Nine million families in 2011 had at least one member who was unemployed during the year. That is roughly one in every eight or nine families in the United States. The year before, it was just under 10 million families that had someone who was unemployed at some time during 2010.
Unemployment is a tough and devastating thing emotionally because even when someone gets back on their feet, they still live in fear when they’re called into the boss’ office. They think history is going to repeat itself. I remember a caller who got a job after a lengthy period of unemployment and they were working for a month when they got called in by their new boss and were laid off again.

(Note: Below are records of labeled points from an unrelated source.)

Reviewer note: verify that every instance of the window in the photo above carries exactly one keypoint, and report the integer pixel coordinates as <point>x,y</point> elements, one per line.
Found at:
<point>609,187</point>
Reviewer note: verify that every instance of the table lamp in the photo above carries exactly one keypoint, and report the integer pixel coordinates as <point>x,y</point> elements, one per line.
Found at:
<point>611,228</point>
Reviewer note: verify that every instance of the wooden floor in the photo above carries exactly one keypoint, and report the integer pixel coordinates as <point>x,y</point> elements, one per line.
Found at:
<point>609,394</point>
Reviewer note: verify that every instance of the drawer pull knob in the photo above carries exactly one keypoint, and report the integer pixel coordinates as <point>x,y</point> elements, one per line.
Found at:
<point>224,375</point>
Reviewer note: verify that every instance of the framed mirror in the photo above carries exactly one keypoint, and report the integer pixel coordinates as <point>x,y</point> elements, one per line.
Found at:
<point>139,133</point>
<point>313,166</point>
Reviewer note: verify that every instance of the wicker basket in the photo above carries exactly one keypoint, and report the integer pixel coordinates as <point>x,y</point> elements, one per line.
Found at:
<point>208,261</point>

When I talk to media folks, I tell them in interviews that what we have in the country right now is “insecure optimism.” Sure, people have a little more money in their wallets overall, they’re spending more and even making the major commitment of buying cars in big numbers for the first time in a few years. Those are all signs of optimism. But it’s kind of like a duck in the water. Ducks appears to be so calm on the surface, yet underneath they’re paddling furiously. That’s what I sense out there when I talk to people.

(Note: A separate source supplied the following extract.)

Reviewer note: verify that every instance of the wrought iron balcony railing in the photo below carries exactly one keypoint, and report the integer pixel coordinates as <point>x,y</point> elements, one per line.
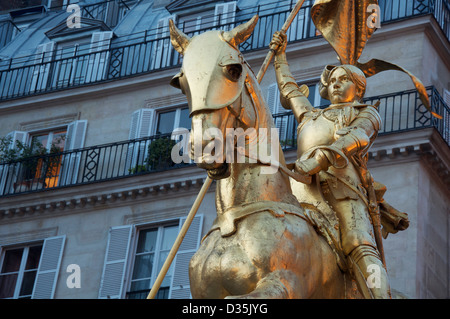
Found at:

People feel generally better about things, they’re a little more confident, but at the same time there’s a deep insecurity or anxiety underneath. And it’s completely understandable. We’ve been through the worst recession since the Great Depression in the 1930s.
While few of us lived through it, you’ve probably heard about the Great Depression from a parent or a grandparent. My mom can still relate to me what it was like to see homeless people selling apples on street corners. Those memories stuck with people for the rest of their lives.
Some of what we’ve gone through over the last few years will stick with people for the rest of their lives. Yet we are in better shape today; while we’re not in great shape, things are getting better.
Fortunately, so many dire predictions have not taken place. Just a year and a half ago, we had predictions that municipal governments — county, city and state — would financially collapse and not be able to meet their obligations, that the municipal bond market would collapse with defaults all over the place. What happened was completely the opposite, in fact. There were almost no defaults and today people are clamoring to buy muni bonds backed by various levels of state government.
So we have had a terrible, terrible time. It’s not the worst of times and it sure is a long way from the best. Unexpected events could still occur, but our recent past is not indicative of where our future is going to be.